Implement OPDS "search" sorting #702

kelson42 · 2022-02-05T17:39:20Z

Currently there is no sorting at all. The results should be sorted descending by popularity. This meaan that if we only filter for ZIM in French, it will just return all the French content descending by popularity. If we search for French content and text pattern is "Wikipedia" then it will return only the matching pattern sorted like Xapian does, but at last criteria the popularity will be taken in account (we should get all the ZIM with "wikipedia" in title or description sorted by popularity).

Once we will have introduced the attribute of popularity this will be necessary, see #489

But there is another need. I wanted to be informed about the latest ZIM published via OPDS and I remarked that rhere is no sorting by date (descending)... and there is not even a way to filter with a creation date range.

veloman-yunkan · 2022-02-06T16:32:01Z

Before implementing this enhancement we need to make sure that it plays well with the OPDS spec. The spec mentions three fields that have to do with dates:

OPDS Catalog Entries must include an atom:updated element indicating when the OPDS Catalog Entry was last updated. A dc:issued element should be used to indicate the first publication date of the Publication and must not represent any date related to the OPDS Catalog Entry.

OPDS Catalog Entries may use atom:published to indicate when the OPDS Catalog Entry was first accessible.

Thus

atom:updated is the date corresponding to the OPDS Entry (rather than the publication associated with it). In our case this should be the time when the book was added to the library during library loading or when the entry was updated during library reloading.
atom:published is the earliest value that atom:updated had for this OPDS feed entry. In our case this should be the time when the book was added to the library during library loading.
dc:issued is the time when the actual publication was issued. It is unambiguous for publications that have only one of the hardcopy or digital representations. However, if we consider a paper publication that was then digitized or a book that was first published online and printed on paper later should we treat the hardcopy and the digital version as different representations of the same publication or as two different publications? I think we can use it to represent the creation date of ZIM files (though if a ZIM file represents a single real-world publication then we hit the mentioned interpretation problem).

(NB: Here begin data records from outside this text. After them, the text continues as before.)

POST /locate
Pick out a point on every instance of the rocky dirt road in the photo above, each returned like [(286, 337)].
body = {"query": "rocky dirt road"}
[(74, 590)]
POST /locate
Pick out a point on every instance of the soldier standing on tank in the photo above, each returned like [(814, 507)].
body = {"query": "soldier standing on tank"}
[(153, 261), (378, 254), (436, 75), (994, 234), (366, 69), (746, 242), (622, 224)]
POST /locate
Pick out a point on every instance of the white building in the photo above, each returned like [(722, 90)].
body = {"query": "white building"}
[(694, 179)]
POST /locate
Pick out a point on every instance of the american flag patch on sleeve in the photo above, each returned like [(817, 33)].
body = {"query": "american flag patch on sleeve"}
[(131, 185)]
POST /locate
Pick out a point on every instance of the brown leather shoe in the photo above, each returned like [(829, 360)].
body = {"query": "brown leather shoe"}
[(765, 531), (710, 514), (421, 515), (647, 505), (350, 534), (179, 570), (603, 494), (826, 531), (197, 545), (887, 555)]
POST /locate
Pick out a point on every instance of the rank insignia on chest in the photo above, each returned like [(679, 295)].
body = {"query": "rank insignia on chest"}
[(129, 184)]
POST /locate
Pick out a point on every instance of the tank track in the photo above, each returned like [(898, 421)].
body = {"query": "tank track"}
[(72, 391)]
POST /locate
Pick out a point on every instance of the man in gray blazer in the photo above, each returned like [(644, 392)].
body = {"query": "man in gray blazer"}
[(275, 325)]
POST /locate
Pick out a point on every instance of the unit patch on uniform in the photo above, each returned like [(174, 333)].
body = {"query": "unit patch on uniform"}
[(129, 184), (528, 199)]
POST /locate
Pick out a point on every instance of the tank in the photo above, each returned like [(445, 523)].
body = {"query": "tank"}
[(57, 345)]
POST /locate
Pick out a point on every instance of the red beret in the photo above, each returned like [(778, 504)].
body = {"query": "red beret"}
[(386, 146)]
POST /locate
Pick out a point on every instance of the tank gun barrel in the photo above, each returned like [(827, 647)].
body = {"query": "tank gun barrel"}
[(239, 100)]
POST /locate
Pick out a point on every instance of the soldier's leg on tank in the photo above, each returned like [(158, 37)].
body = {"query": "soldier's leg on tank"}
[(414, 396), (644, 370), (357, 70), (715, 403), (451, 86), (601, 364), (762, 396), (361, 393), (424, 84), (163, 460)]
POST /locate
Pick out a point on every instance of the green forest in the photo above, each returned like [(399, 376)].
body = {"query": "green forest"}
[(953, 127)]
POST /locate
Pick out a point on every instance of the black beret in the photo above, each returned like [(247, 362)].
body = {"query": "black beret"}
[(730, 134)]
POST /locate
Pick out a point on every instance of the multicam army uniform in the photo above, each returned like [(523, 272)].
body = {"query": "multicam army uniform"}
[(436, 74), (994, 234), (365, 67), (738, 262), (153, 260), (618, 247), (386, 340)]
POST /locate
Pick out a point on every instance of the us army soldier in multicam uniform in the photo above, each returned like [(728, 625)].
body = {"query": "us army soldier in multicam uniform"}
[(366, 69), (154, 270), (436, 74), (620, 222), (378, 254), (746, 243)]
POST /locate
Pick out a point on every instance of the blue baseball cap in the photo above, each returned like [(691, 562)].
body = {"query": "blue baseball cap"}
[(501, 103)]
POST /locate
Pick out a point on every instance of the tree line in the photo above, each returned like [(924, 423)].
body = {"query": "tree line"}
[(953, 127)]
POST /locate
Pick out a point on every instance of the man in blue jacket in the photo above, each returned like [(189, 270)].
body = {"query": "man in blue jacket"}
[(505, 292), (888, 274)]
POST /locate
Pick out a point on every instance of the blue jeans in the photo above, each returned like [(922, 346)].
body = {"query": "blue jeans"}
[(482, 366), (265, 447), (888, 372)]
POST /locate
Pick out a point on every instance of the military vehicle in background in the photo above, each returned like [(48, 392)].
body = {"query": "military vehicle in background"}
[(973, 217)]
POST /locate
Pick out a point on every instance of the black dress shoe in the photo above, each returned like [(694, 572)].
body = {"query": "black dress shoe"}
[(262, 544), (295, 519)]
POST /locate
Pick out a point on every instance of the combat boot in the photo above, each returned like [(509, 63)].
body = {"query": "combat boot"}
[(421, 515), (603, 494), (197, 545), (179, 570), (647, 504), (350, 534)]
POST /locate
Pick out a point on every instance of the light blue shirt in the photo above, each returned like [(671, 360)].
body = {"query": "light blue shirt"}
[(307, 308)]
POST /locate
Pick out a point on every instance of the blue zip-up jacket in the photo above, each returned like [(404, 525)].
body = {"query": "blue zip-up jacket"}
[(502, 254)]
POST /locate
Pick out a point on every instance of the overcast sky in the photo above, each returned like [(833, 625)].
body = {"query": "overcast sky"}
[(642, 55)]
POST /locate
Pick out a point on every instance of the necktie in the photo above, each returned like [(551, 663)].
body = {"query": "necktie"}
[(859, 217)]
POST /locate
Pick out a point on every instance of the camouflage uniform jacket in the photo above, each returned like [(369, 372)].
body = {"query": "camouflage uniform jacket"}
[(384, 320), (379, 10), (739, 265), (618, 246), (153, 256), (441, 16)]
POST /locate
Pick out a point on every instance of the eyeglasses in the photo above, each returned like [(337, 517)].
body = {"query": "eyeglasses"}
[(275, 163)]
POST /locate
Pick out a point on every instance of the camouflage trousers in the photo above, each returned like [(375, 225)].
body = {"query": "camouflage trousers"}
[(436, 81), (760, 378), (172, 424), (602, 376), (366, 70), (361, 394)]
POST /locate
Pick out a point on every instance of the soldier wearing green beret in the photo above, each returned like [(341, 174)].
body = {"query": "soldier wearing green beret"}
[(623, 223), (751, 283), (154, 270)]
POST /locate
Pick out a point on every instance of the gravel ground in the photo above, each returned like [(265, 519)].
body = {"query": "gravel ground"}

While doing this small research I found out that in our OPDS streams we populate the atom:updated field with the book creation date (which is against the spec):

libkiwix/src/opds_dumper.cpp

Lines 73 to 97 in dc4f9a4

    
           kainjow::mustache::object getSingleBookData(const Book& book) 
        
           { 
        
               const MustacheData bookUrl = book.getUrl().empty() 
        
                                          ? MustacheData(false) 
        
                                          : MustacheData(book.getUrl()); 
        
               return kainjow::mustache::object{ 
        
                 {"id", book.getId()}, 
        
                 {"name", book.getName()}, 
        
                 {"title", book.getTitle()}, 
        
                 {"description", book.getDescription()}, 
        
                 {"language", book.getLanguage()}, 
        
                 {"content_id",  urlEncode(book.getHumanReadableIdFromPath(), true)}, 
        
                 {"updated", book.getDate() + "T00:00:00Z"}, 
        
                 {"category", book.getCategory()}, 
        
                 {"flavour", book.getFlavour()}, 
        
                 {"tags", book.getTags()}, 
        
                 {"article_count", to_string(book.getArticleCount())}, 
        
                 {"media_count", to_string(book.getMediaCount())}, 
        
                 {"author_name", book.getCreator()}, 
        
                 {"publisher_name", book.getPublisher()}, 
        
                 {"url", bookUrl}, 
        
                 {"size", to_string(book.getSize())}, 
        
                 {"icons", getBookIllustrationInfo(book)}, 
        
               }; 
        
           }

Now the question is - should we fix the inconsistency with the usage of the atom:updated field and put the ZIM file creation date in a dc:issued node instead?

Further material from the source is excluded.